For the next Audit Committee meeting, this means adjusting the reporting architecture. Not two parallel sets of statistics — one categorised analysis of the same data set.

The first reporting line goes to Operations: detection rate, false-positive rate, loss volume. This is the fraud-monitoring system’s management logic and remains unchanged.

The second reporting line runs to the AML compliance unit and the Compliance Board: the same detection events, categorised by AML consequence. Three classes should be reported: events escalated to a suspicious activity report under Art. 9 GwG; events where an enhanced investigation under Art. 6(2) GwG was initiated but no report was filed; and events closed without AML consequence because no completed proceeds-generating fraud was present.
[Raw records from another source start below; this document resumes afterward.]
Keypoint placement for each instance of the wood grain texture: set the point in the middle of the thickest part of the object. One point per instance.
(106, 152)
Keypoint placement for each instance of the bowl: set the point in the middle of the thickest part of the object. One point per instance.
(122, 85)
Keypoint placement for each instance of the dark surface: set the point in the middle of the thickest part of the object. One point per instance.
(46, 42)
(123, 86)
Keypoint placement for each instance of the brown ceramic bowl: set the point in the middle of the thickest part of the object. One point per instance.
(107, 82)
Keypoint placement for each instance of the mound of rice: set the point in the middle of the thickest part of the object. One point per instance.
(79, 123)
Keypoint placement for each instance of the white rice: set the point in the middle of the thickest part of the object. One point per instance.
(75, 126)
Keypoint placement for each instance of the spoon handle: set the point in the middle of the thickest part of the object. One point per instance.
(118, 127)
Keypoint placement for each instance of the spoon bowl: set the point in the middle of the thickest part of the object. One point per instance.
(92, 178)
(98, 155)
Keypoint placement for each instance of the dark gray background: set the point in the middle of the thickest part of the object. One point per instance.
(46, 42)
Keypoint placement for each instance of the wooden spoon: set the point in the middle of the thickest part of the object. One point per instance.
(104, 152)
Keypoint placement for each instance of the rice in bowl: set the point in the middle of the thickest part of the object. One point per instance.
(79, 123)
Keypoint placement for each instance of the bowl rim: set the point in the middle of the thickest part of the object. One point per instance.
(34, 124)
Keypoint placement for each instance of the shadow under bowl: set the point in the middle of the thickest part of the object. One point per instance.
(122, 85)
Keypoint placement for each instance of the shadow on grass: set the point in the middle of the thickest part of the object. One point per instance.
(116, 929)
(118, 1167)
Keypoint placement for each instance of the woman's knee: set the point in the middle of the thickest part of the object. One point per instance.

This categorisation is the documented proof that fraud monitoring is embedded in compliance with the GwG.

The additional burden is modest if the classification is built into the monitoring system. For institutions that have not yet incorporated split reporting, the next system update is the natural moment to do so.

The supervisory standard and an open question

FINMA Supervisory Notice 02/2026 has situated fraud prevention within the operational risk management framework of Art. 12 BankV. That does not change the fact that the GwG implications begin where a fraud succeeds — not where it is detected. In a FINMA on-site inspection assessing Art. 8 GwG compliance, the question of data transfer from fraud monitoring to the AML compliance unit is not a specialist issue. It is the logical next step after reviewing the transaction-monitoring system itself.

The open question is whether FINMA will expressly address the connection between operational risk management and GwG compliance in future guidance — or whether, as in Supervisory Notice 02/2026, it will leave implementation to the institutions themselves. Without the second reporting line, the Compliance Board cannot today demonstrate that this implementation has taken place.